To label the thermal cortical representation, animals were deeply anaesthetized by intraperitoneal injection of ketamine and xylazine. The centre of the response area was marked with a glass pipette painted with fluorescent dye (DiI, 5 mg ml−1). Mice were then perfused transcardially using cold phosphate-buffered saline (PBS; 0.1 M, pH 7.4) and fixed with paraformaldehyde (PFA; 2% in 0.1 M PBS). The brain was removed and kept for 1–5 h in 2% PFA. After washing with PBS, the hemispheres were separated and cortices were removed and flattened between two glass slides separated by a spacer of 1–2 mm. Glass slides were weighed down for approximately 3–8 h at 4 °C in 2% PFA. After washing with PBS, 70–80-μm sections were cut on a Vibratome (Leica VT1000s). Sections were stained for cytochrome oxidase activity (2 mg cytochrome c, 6 mg diaminobenzidine). After the staining procedure, sections were mounted on glass slides with Mowiol mounting medium. Images were acquired with a Zeiss microscope (AX10) using a 5× objective and processed using Fiji (ImageJ, NIH, USA). Area borders were manually delineated following the contrast of the cytochrome oxidase stain and are comparable to previously reported data44. Coronal sections of 50 μm in thickness of PFA-fixed mouse brains were stained for 48 h with the following primary antibodies: mouse anti-Gad67 (catalogue number MAB5406; clone 1G10.2; Millipore; 1:800); chicken anti-GFP (catalogue number ab13970; Abcam; 1:250); mouse anti-NeuN (catalogue number MAB377; clone A60; Millipore; 1:100). The secondary antibodies Cy3 goat anti-mouse (A-21422; Invitrogen; 1:250) and A488 goat anti-chicken (A-11039; Invitrogen; 1:250) were incubated for a few hours at room temperature. Cell counting was carried out manually in Fiji using the Cell Counter plug-in on epifluorescence images acquired using a Zeiss microscope (AX10) using a 10× objective.

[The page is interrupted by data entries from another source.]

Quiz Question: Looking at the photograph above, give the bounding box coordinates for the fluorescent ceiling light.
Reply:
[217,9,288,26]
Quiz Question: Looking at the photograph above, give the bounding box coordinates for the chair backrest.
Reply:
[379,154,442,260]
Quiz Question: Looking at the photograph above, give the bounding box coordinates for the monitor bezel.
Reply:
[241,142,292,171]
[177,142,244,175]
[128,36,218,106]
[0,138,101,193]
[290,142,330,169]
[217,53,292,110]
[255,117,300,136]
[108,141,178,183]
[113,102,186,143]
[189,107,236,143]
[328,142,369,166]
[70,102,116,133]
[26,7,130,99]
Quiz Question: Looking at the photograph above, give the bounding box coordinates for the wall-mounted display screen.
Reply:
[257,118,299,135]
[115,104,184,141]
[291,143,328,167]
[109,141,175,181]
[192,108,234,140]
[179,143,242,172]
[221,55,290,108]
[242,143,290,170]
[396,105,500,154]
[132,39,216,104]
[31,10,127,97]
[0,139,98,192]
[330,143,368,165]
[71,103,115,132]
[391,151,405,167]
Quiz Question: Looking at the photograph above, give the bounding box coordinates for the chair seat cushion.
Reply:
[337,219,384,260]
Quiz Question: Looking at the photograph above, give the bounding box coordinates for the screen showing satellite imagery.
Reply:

Data analysis and statistics

No statistical methods were used to predetermine sample sizes, but our sample sizes were similar to those used in previous publications. Experimenters were not blind to trial order, but trial order was randomized during the experiment. All data analysis was carried out using Python. Uncertainty of means are reported with standard error of the mean. Bootstrapping was used for estimating central 95% confidence intervals using 5,000 resamples. Some histograms in Fig. 3 and Extended Data Fig. 4 do not show outlier data points. In Fig. 1f,g, we used two-sided paired t-test. For Fig. 1f: cool S1, t = −3.78, P = 0.0323; warm S1, t = −0.17, P = 0.8767; cool pIC, t = 0.44, P = 0.6929; warm pIC, t = −0.45, P = 0.6839. For Fig. 1g: cool S1, t = 0.55, P = 0.6182; warm S1, t = −0.68, P = 0.5454; cool pIC, t = −3.61, P = 0.0366; warm pIC, t = −8.52, P = 0.0034.

Reporting summary

Further information on research design is available in the Nature Portfolio Reporting Summary linked to this article.